Ein Republikaner, der für einen Sitz im Repräsentantenhaus von Florida kandidiert, marschierte im Jahr 2017 bei der berüchtigten „Unite the Right“-Rallye in Charlottesville, Virginia, mit Neonazis mit, wie aus einem neuen Bericht hervorgeht. Marshall Rawson, der sich für seinen Aktivismus zum Erhalt von Denkmälern für Soldaten der Konföderation im Norden Floridas rühmte, marschierte während der tödlichen Rallye in Charlottesville an der Seite der League of the South, berichtete das unabhängige politische Nachrichtenportal Talking Points Memo am Montag.

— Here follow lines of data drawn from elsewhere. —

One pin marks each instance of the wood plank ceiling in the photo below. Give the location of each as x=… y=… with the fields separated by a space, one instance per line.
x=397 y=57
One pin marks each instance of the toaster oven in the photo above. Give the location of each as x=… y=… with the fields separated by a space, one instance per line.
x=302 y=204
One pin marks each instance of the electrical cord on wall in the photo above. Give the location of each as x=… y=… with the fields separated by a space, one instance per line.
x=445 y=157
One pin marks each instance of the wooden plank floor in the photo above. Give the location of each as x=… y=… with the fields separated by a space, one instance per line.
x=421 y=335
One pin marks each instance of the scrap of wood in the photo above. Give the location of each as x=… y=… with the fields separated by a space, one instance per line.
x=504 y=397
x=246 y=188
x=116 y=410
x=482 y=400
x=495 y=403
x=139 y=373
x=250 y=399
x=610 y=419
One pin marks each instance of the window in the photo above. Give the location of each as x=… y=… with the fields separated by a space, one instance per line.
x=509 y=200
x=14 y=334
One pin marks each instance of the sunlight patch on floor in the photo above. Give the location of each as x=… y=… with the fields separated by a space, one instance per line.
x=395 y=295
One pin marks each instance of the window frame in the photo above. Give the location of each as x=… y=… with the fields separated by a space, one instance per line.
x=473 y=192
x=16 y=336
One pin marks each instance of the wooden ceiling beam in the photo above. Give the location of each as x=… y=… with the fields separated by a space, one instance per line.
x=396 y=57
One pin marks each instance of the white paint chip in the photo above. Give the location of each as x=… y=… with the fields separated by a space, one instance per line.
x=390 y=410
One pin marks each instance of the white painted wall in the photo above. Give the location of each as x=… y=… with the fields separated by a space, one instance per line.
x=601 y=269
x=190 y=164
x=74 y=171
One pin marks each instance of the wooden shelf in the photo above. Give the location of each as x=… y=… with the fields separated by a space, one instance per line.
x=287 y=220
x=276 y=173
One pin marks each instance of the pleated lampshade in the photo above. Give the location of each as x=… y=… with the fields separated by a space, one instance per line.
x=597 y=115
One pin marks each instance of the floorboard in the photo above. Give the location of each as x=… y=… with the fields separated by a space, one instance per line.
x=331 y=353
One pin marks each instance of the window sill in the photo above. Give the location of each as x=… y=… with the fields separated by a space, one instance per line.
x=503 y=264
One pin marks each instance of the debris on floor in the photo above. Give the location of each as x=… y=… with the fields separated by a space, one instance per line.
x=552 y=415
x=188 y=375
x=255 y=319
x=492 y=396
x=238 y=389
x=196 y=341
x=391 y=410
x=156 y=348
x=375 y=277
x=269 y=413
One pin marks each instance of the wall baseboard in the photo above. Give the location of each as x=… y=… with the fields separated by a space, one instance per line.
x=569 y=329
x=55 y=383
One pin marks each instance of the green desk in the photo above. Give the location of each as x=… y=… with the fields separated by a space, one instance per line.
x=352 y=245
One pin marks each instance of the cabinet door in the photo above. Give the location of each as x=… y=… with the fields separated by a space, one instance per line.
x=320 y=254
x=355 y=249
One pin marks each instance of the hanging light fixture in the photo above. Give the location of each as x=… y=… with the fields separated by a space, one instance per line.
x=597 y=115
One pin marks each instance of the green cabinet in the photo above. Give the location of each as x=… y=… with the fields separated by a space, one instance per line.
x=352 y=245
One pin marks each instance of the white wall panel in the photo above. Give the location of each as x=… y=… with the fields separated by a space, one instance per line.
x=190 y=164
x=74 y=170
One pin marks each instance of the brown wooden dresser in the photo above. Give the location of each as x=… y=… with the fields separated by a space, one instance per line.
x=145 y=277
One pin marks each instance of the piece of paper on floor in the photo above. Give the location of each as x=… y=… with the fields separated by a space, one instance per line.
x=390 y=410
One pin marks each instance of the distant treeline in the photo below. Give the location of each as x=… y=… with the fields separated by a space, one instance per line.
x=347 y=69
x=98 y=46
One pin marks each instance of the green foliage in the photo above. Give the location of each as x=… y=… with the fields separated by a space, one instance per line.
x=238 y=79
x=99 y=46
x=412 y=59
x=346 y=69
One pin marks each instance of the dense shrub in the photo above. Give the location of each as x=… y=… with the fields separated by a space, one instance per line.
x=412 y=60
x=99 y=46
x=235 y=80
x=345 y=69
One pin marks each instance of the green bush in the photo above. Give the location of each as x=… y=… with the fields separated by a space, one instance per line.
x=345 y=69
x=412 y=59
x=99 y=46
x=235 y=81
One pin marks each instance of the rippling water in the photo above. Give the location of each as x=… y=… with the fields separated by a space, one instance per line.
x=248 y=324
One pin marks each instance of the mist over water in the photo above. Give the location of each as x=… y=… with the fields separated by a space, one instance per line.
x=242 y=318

Die League of the South wird von Bürgerrechtsorganisationen als eine weiße Suprematistengruppe beschrieben, die die Abspaltung der Südstaaten befürwortet. Rawson und seine heutige Frau Megan waren laut Talking Points Memo, das das Videomaterial auswertete, in einem Video zu sehen, wie sie bei der Rallye in Charlottesville ankamen und von Mitgliedern der League of the South namentlich begrüßt wurden.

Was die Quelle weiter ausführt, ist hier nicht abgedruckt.